L’Europe industrielle traverse une mutation profonde. Paris pousse pour une refonte de la stratégie continentale, privilégiant une production locale renforcée plutôt que la dépendance aux marchés mondiaux. La France défend désormais un système de préférence européenne plus strict, ciblant des secteurs clés comme l’automobile, l’aéronautique ou les technologies vertes. Pourtant, cette ambition se heurte à une réalité : le partenariat franco-marocain, bien établi depuis des décennies, pourrait en être profondément affecté.

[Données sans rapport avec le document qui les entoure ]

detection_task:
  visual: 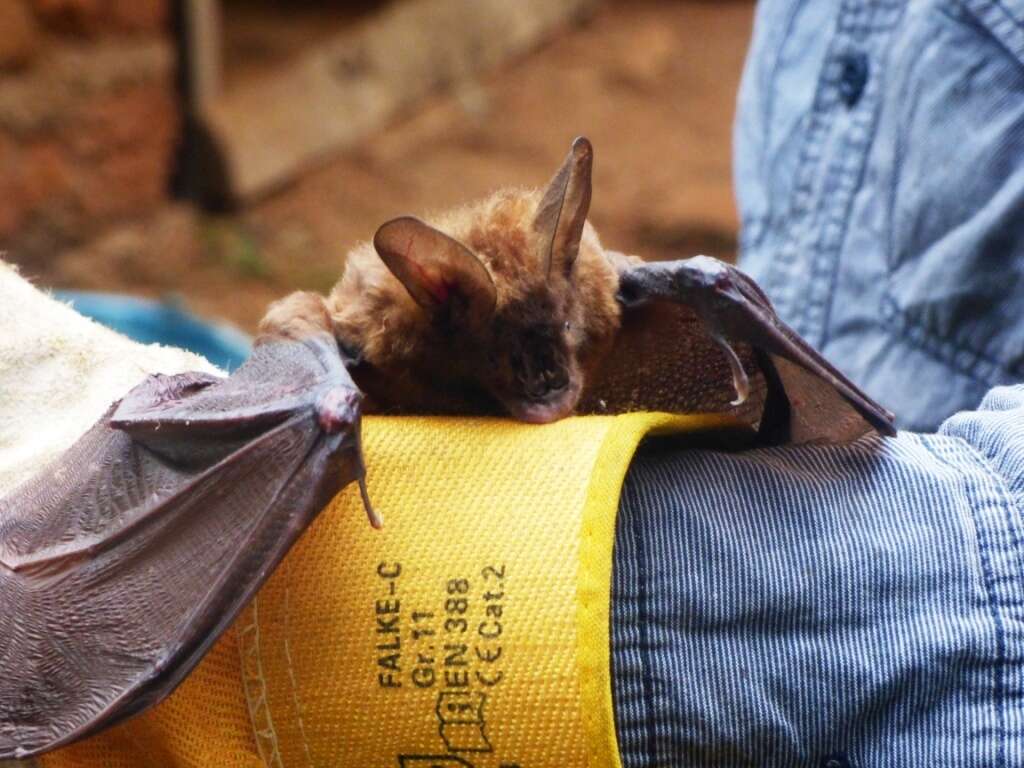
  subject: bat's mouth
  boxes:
[505,384,581,424]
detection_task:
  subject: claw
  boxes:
[359,475,384,530]
[715,336,751,406]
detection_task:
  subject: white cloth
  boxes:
[0,261,219,496]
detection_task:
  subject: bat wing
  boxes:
[586,256,895,442]
[0,335,364,758]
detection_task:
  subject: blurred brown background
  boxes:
[0,0,753,330]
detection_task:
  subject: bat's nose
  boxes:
[316,387,362,434]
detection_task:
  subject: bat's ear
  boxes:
[534,136,594,274]
[374,216,498,322]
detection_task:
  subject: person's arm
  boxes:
[612,386,1024,768]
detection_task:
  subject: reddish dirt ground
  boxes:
[29,0,753,331]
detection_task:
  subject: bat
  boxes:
[261,137,894,442]
[0,334,379,759]
[0,138,894,758]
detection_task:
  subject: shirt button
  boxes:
[839,53,867,106]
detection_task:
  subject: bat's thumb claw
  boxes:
[359,475,384,530]
[715,337,751,406]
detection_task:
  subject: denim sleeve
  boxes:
[612,386,1024,768]
[734,0,1024,432]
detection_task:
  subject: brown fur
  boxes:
[261,189,621,414]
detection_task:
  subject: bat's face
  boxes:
[374,139,592,423]
[480,289,583,424]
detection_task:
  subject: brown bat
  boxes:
[261,138,893,442]
[0,138,893,758]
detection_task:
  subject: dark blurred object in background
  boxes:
[0,0,753,330]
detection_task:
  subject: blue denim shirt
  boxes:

Depuis vingt ans, la France a tissé des liens industriels étroits avec le Maroc. Ce dernier n’est plus un simple fournisseur de main-d’œuvre ou de sous-traitance bon marché. Il est devenu un maillon essentiel de la chaîne de valeur européenne. Les usines de Renault à Tanger et celles de Stellantis dans la région de Kenitra fonctionnent désormais comme de véritables extensions des sites français. Les composants produits au Maroc alimentent directement les chaînes d’assemblage européennes. L’aéronautique illustre aussi cette intégration : des entreprises comme Safran et Daher ont intégré les capacités industrielles marocaines à leur production. Aujourd’hui, ce partenariat s’étend aux batteries pour véhicules électriques, à l’hydrogène vert ou encore aux infrastructures portuaires.
« Le Maroc n’est plus un simple atelier de sous-traitance, mais un partenaire stratégique pour la compétitivité industrielle européenne. »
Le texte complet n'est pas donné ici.